こういった杉戸絵は、木地(きじ)といって、木の上にまず墨で下書きをします。
それから胡粉(こふん)という白い顔料(がんりょう)を乗せ、その上から岩絵の具という鮮やかな絵の具を塗って出来ています。
しかし、そこに雨や風、紫外線が当たると、顔料の弱い所、特に白は日光に弱いのでとれていきます。
上から順に傷んでいき、木地もだんだんと痩せていきます。
非常に強い墨であっても、最後は木地だけになってしまうんです。
すると、絵の具の塗られた所とそうでない所に凸凹ができるんです。
その痕跡を拾っていくことで、ここに絵があったということが分かってくるんです。
凸凹を確認するためには、特殊な光を当てます。
通常の光を当ててみると、ぼんやり
「何かあるかな」
という程度なんですが、斜光ライトという特殊なライトを当てることで、木の凸凹がはっきりと浮き上がり、何が描かれていたのかが見えてくるのです。
我々はそれを手がかりに修復作業を進めています。
このメカニズムで、三十六歌仙杉戸絵も修復を進めていきました。
文化財の修復は、多くの人から注目されますし、監督する人もたくさんいます。
また、何かを修理するときには必ず国の文化庁に許可をもらわねばなりません。
例えば、国宝は柱一本動かすにも許可がいります。
そういうこともあり、絵画を修復するときも、なんらかの根拠、誰が見ても納得できる復原根拠を持たないと許可がおりません。

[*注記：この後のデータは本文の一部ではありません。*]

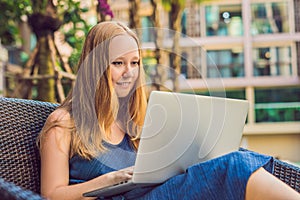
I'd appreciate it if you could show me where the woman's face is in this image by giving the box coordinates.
[109,34,140,97]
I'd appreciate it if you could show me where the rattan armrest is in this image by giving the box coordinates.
[0,178,44,200]
[273,159,300,193]
[0,97,58,194]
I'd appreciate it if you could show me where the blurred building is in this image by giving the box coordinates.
[110,0,300,162]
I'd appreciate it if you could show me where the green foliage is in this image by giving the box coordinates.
[0,0,91,70]
[0,0,32,45]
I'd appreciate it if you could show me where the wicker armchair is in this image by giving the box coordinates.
[0,98,300,199]
[0,98,58,199]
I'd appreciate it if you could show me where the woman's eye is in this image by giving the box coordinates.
[112,61,123,66]
[131,61,139,66]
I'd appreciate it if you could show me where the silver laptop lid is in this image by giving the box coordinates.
[133,91,249,183]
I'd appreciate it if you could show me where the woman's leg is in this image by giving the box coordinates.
[245,168,300,200]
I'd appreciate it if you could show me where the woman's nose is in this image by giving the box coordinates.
[123,63,133,77]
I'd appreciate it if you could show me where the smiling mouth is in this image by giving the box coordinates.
[117,82,130,87]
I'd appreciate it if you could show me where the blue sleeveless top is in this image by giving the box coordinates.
[69,134,136,184]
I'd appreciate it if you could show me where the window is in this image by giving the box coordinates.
[253,47,292,76]
[205,5,243,36]
[255,87,300,122]
[207,49,244,78]
[251,2,289,35]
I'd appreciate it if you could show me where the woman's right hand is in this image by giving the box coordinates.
[104,167,133,186]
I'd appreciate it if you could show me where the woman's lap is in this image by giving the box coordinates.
[113,151,273,200]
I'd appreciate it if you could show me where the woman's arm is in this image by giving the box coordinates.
[41,111,132,200]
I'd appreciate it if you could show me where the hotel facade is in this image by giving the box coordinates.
[110,0,300,162]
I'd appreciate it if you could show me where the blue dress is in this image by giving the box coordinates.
[70,135,273,200]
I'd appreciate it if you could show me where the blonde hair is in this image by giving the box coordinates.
[39,21,147,159]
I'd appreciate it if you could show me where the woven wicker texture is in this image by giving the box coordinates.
[0,98,57,193]
[0,178,43,200]
[273,159,300,193]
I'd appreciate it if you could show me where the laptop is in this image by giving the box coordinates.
[83,91,249,198]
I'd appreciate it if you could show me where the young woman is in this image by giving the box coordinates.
[39,22,300,200]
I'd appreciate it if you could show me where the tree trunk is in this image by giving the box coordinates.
[170,2,183,92]
[150,0,167,90]
[35,36,56,102]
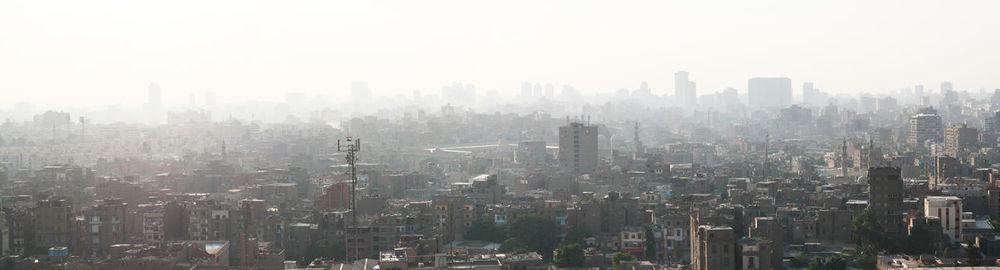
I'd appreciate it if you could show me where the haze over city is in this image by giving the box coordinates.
[0,0,1000,270]
[0,1,1000,106]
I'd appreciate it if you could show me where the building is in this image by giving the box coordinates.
[146,83,163,108]
[868,167,904,234]
[739,238,780,270]
[691,225,736,270]
[674,71,698,107]
[928,156,961,190]
[906,107,941,149]
[747,77,792,108]
[944,124,979,157]
[33,199,73,249]
[514,141,549,167]
[750,217,785,269]
[82,199,130,256]
[924,196,962,243]
[559,122,598,173]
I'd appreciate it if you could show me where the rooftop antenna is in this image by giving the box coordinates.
[337,136,361,261]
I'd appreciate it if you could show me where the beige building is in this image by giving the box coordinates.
[559,122,599,173]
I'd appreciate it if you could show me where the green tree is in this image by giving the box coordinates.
[500,237,527,254]
[552,244,586,267]
[563,226,594,246]
[851,207,886,254]
[501,214,559,258]
[847,254,878,270]
[465,219,507,243]
[791,253,809,268]
[808,255,847,270]
[965,242,983,266]
[611,252,635,270]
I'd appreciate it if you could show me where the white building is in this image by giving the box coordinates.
[924,196,962,243]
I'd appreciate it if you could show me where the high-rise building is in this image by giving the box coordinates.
[81,199,131,256]
[691,225,736,270]
[944,124,979,157]
[750,217,785,269]
[941,82,955,94]
[205,92,215,108]
[802,82,821,105]
[868,167,904,234]
[906,107,941,149]
[747,77,792,108]
[927,156,961,190]
[521,82,531,97]
[674,71,698,107]
[351,81,372,101]
[146,83,163,108]
[924,196,962,243]
[558,122,598,173]
[33,199,75,249]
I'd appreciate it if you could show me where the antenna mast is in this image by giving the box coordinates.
[337,136,361,261]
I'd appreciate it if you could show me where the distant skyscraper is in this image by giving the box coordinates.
[521,82,531,97]
[747,77,792,108]
[351,81,372,101]
[944,124,979,157]
[906,107,942,149]
[941,82,955,94]
[205,92,215,108]
[802,82,820,105]
[674,71,698,107]
[559,122,598,172]
[146,83,163,107]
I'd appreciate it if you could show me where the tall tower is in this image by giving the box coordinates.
[868,167,904,234]
[559,122,598,173]
[760,133,771,178]
[632,122,645,155]
[840,138,847,177]
[146,83,163,108]
[674,71,698,107]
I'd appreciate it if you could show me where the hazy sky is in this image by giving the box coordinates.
[0,0,1000,106]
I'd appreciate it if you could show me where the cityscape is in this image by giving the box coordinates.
[0,1,1000,270]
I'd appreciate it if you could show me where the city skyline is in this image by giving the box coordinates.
[0,1,1000,105]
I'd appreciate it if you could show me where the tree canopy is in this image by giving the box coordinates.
[563,226,594,246]
[501,214,559,258]
[552,244,586,267]
[808,255,847,270]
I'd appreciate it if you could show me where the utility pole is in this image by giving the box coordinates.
[337,137,361,261]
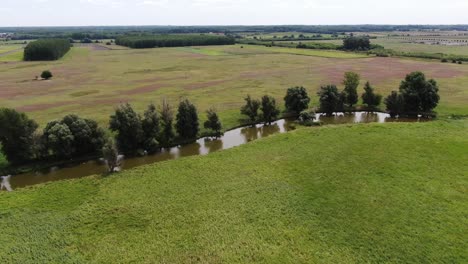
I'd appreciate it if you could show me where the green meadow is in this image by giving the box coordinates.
[0,119,468,263]
[0,45,468,131]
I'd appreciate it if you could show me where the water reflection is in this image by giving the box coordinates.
[0,112,426,190]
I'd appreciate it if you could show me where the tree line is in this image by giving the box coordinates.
[115,34,235,49]
[24,39,71,61]
[0,72,440,170]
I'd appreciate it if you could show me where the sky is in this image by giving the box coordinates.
[0,0,468,27]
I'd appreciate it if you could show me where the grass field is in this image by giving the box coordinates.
[0,45,468,130]
[0,119,468,263]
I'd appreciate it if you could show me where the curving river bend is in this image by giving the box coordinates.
[0,112,420,191]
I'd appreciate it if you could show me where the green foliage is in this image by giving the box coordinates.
[317,84,344,116]
[400,72,440,114]
[24,39,71,61]
[343,36,371,50]
[241,95,260,122]
[284,86,310,114]
[343,72,361,108]
[102,138,120,173]
[160,99,175,146]
[0,119,468,264]
[41,70,53,80]
[385,91,404,117]
[176,99,200,140]
[142,104,160,153]
[203,108,223,137]
[115,34,235,49]
[42,121,75,158]
[260,95,280,125]
[361,82,382,110]
[109,103,144,155]
[0,108,38,164]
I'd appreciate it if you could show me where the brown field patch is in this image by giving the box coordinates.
[184,80,229,90]
[119,84,164,95]
[318,58,463,83]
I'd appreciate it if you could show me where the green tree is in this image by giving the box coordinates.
[42,121,75,158]
[160,99,175,146]
[142,104,159,153]
[41,70,53,80]
[61,114,105,156]
[343,72,361,108]
[385,91,404,117]
[400,72,440,114]
[102,138,121,173]
[317,84,343,116]
[361,82,382,110]
[204,109,223,137]
[176,99,199,140]
[0,108,38,164]
[241,95,260,122]
[260,95,280,125]
[109,103,143,154]
[284,86,310,114]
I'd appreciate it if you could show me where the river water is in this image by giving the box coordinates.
[0,112,419,191]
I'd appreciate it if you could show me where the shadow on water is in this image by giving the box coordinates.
[0,112,424,191]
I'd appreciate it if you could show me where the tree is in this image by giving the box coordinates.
[0,108,38,164]
[176,99,199,140]
[317,84,344,116]
[260,95,280,125]
[160,99,174,146]
[61,114,105,156]
[343,72,361,108]
[142,104,159,153]
[102,138,122,173]
[109,103,143,154]
[204,109,222,137]
[400,72,440,114]
[241,95,260,122]
[385,91,404,117]
[361,82,382,110]
[284,86,310,114]
[41,70,53,80]
[42,121,75,158]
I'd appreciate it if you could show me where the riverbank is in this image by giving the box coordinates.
[0,119,468,263]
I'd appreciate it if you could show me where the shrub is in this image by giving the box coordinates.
[109,103,144,154]
[41,70,53,80]
[241,95,260,122]
[317,84,344,116]
[0,108,38,164]
[204,109,222,137]
[24,39,71,61]
[284,86,310,114]
[176,99,200,140]
[260,95,280,125]
[400,72,440,114]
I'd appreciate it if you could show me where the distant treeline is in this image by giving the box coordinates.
[24,39,71,61]
[0,25,468,40]
[115,34,235,49]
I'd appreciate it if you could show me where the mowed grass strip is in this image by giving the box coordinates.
[0,120,468,263]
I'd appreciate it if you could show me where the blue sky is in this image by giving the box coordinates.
[0,0,468,27]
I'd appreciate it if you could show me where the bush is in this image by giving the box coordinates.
[241,95,260,122]
[260,95,280,125]
[115,34,235,49]
[284,86,310,114]
[317,84,344,116]
[41,70,53,80]
[176,99,200,140]
[0,108,38,164]
[24,39,71,61]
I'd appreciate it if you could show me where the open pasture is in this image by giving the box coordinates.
[0,45,468,127]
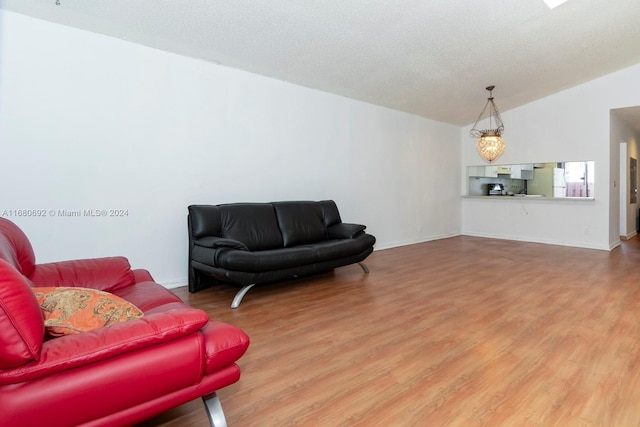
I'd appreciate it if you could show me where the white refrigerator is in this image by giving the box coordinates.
[527,168,567,197]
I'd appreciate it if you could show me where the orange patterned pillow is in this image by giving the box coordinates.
[33,287,143,336]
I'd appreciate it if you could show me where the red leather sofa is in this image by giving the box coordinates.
[0,218,249,427]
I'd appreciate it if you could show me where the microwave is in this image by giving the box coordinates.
[487,184,504,196]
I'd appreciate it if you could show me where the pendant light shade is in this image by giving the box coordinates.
[469,86,506,163]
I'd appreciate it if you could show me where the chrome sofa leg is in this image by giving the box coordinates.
[358,262,369,274]
[202,393,227,427]
[231,283,256,308]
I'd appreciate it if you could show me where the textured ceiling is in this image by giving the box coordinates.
[0,0,640,126]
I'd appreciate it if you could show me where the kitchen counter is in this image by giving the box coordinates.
[462,194,595,202]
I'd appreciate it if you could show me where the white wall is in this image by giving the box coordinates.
[461,65,640,250]
[0,10,461,286]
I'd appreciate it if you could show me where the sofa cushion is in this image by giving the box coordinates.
[219,203,283,251]
[192,246,316,272]
[304,235,373,262]
[0,218,36,277]
[29,256,135,292]
[33,286,143,336]
[0,259,44,370]
[273,202,327,248]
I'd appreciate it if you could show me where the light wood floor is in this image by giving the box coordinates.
[139,237,640,427]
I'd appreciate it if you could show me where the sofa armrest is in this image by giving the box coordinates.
[193,236,249,251]
[0,306,209,385]
[327,222,367,239]
[29,257,135,292]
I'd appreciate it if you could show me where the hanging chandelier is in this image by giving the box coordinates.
[469,86,505,163]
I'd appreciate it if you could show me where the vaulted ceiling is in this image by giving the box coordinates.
[0,0,640,126]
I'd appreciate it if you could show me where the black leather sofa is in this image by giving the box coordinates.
[188,200,376,308]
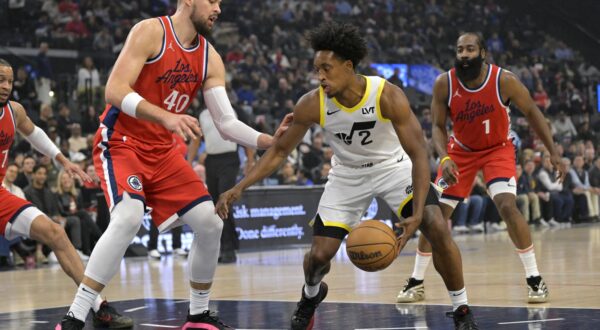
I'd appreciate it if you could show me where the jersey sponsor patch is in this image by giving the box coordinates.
[127,175,142,191]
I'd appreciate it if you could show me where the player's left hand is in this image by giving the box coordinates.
[273,113,294,138]
[215,187,242,220]
[62,160,92,182]
[550,154,567,183]
[396,216,422,253]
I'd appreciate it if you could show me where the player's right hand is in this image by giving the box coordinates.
[162,112,202,142]
[442,158,458,186]
[215,187,242,220]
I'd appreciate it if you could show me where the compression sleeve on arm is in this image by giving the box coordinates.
[203,86,261,148]
[25,126,60,159]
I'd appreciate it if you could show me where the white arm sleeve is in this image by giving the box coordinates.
[25,126,60,159]
[203,86,261,148]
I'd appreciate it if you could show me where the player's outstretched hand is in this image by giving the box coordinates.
[215,187,242,219]
[62,160,92,182]
[396,216,421,253]
[442,159,458,186]
[550,154,567,183]
[162,112,202,142]
[273,113,294,138]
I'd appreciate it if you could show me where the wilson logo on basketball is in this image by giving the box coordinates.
[348,251,383,260]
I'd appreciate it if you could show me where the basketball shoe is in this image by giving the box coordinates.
[54,312,85,330]
[92,300,133,329]
[527,276,549,304]
[446,305,479,330]
[396,277,425,303]
[181,310,234,330]
[292,282,328,330]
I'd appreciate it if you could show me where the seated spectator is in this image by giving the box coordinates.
[569,156,598,220]
[23,165,81,263]
[517,160,541,223]
[538,153,574,227]
[56,170,102,255]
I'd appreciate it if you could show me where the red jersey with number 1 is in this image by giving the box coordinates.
[0,101,17,183]
[448,64,510,151]
[100,16,209,146]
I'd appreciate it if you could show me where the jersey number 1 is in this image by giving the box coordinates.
[163,90,190,113]
[481,119,490,134]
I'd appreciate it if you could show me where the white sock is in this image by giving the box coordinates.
[190,288,210,315]
[517,244,540,277]
[92,295,104,313]
[304,282,321,298]
[67,283,98,322]
[411,249,431,281]
[448,288,469,311]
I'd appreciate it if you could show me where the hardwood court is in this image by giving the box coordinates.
[0,224,600,329]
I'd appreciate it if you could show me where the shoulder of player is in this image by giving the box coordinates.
[294,88,321,123]
[129,17,165,43]
[9,101,26,118]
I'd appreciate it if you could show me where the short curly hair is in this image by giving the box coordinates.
[306,22,367,68]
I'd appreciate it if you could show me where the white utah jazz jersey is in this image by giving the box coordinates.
[319,76,404,167]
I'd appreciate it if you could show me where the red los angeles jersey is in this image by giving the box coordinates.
[0,101,17,182]
[448,64,510,151]
[100,16,209,146]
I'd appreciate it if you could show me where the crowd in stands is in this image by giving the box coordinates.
[1,0,600,268]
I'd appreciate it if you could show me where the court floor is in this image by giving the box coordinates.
[0,224,600,329]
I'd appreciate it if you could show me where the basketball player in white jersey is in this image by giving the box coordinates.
[216,23,477,330]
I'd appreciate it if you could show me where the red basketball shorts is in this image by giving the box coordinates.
[436,139,517,201]
[93,125,212,230]
[0,186,33,237]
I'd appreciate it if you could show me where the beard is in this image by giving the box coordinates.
[454,54,483,82]
[190,3,211,37]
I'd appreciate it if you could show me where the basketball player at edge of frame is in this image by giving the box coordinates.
[57,0,291,330]
[397,32,566,303]
[0,59,133,327]
[216,22,477,330]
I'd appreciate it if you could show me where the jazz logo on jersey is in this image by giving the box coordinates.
[127,175,142,191]
[335,121,377,145]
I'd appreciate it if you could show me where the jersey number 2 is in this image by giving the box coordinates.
[481,119,490,134]
[163,90,190,113]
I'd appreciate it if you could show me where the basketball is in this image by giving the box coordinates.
[346,220,398,272]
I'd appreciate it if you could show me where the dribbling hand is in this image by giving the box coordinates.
[273,113,294,138]
[215,187,242,220]
[162,112,202,142]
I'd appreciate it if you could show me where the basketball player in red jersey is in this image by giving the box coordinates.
[61,0,291,329]
[397,33,566,303]
[0,59,133,327]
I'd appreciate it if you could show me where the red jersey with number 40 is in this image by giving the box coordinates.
[100,16,209,146]
[0,101,17,183]
[448,64,510,151]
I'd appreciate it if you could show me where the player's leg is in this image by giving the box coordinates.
[483,145,548,303]
[145,149,229,329]
[61,135,145,329]
[291,165,373,330]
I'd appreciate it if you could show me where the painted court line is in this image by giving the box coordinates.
[498,317,565,324]
[140,323,181,329]
[124,306,148,313]
[354,327,429,330]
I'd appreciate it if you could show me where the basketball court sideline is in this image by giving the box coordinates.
[0,224,600,330]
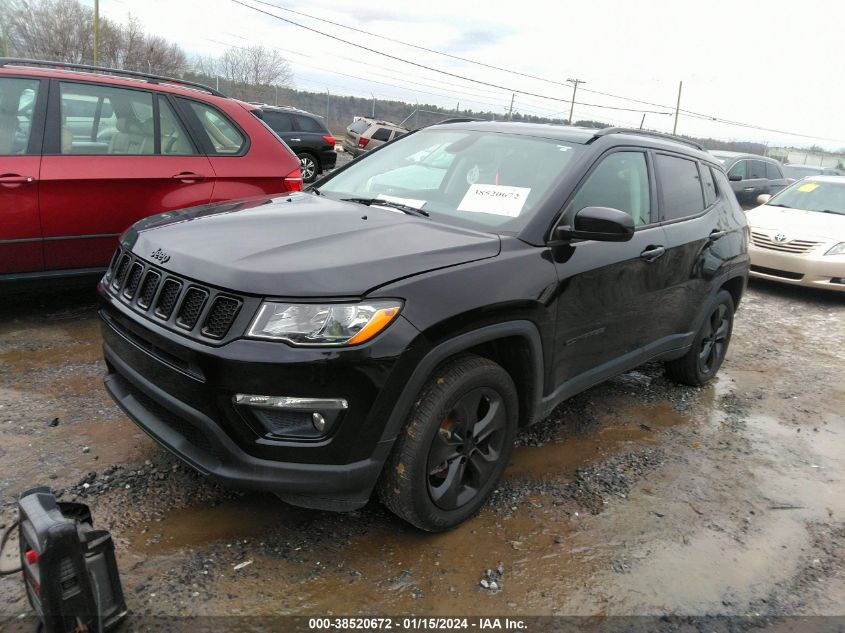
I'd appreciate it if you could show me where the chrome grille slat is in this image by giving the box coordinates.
[751,231,821,255]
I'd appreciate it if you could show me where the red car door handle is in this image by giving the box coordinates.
[0,174,35,187]
[171,171,205,182]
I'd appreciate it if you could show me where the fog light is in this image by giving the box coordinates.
[311,411,326,433]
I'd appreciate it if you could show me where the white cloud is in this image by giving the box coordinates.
[92,0,845,148]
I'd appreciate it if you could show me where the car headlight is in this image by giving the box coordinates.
[247,300,402,346]
[825,242,845,255]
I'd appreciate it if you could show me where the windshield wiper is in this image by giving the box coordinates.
[341,198,430,218]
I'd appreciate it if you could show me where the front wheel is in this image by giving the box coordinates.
[666,290,734,387]
[297,152,320,184]
[379,355,518,532]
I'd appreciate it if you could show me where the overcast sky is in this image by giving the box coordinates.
[89,0,845,149]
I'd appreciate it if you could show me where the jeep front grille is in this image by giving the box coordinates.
[107,249,244,342]
[751,231,821,254]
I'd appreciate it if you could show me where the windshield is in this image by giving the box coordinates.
[320,128,580,232]
[783,165,824,179]
[768,180,845,215]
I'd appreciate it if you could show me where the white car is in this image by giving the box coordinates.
[748,176,845,292]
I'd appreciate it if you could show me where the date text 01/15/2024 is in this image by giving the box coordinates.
[308,617,526,631]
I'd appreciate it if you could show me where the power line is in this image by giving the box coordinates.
[226,0,670,114]
[232,0,845,143]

許可を取るため、私どもは文様の解析と分析に非常に情熱をかけて仕事をいたします。
御影堂についてですが、まず正面に通称
「水噴きのイチョウ」
という天然記念物があります。
本願寺が火事になったとき、このイチョウが水を噴き、火を消して御影堂と阿弥陀堂を守ったと言われています。
しかし、この木の存在が、御影堂修復をさらに困難なものにしました。
修復の際、御影堂や隣接する阿弥陀堂などを守るため、御影堂全体をすっぽり覆う
「素屋根」
をかけるんですが、イチョウの木が傷つかないように、また国宝の黒書院が傷つかないように、素屋根の設計をずいぶん苦労してなさったそうです。
御影堂内部の修復は、50年前の大遠忌法要の際に修理された部分を生かしながら、要所をクリーニングする方法を取りました。
ご本山としては、金箔を全て張り替えるので、彩色もきれいで鮮やかなものにしてほしいとのご要望でした。
しかし、これに対して文化庁は、なるべく保存をしなさいという指導でした。
本願寺と文化庁の考えが正反対なんですね。
そこで、先ほど述べたような、両者の意見の間を取るという苦肉の策を取りました。
そうやって、準備段階だけでも多くの苦労があり、この大事業が進められていきました。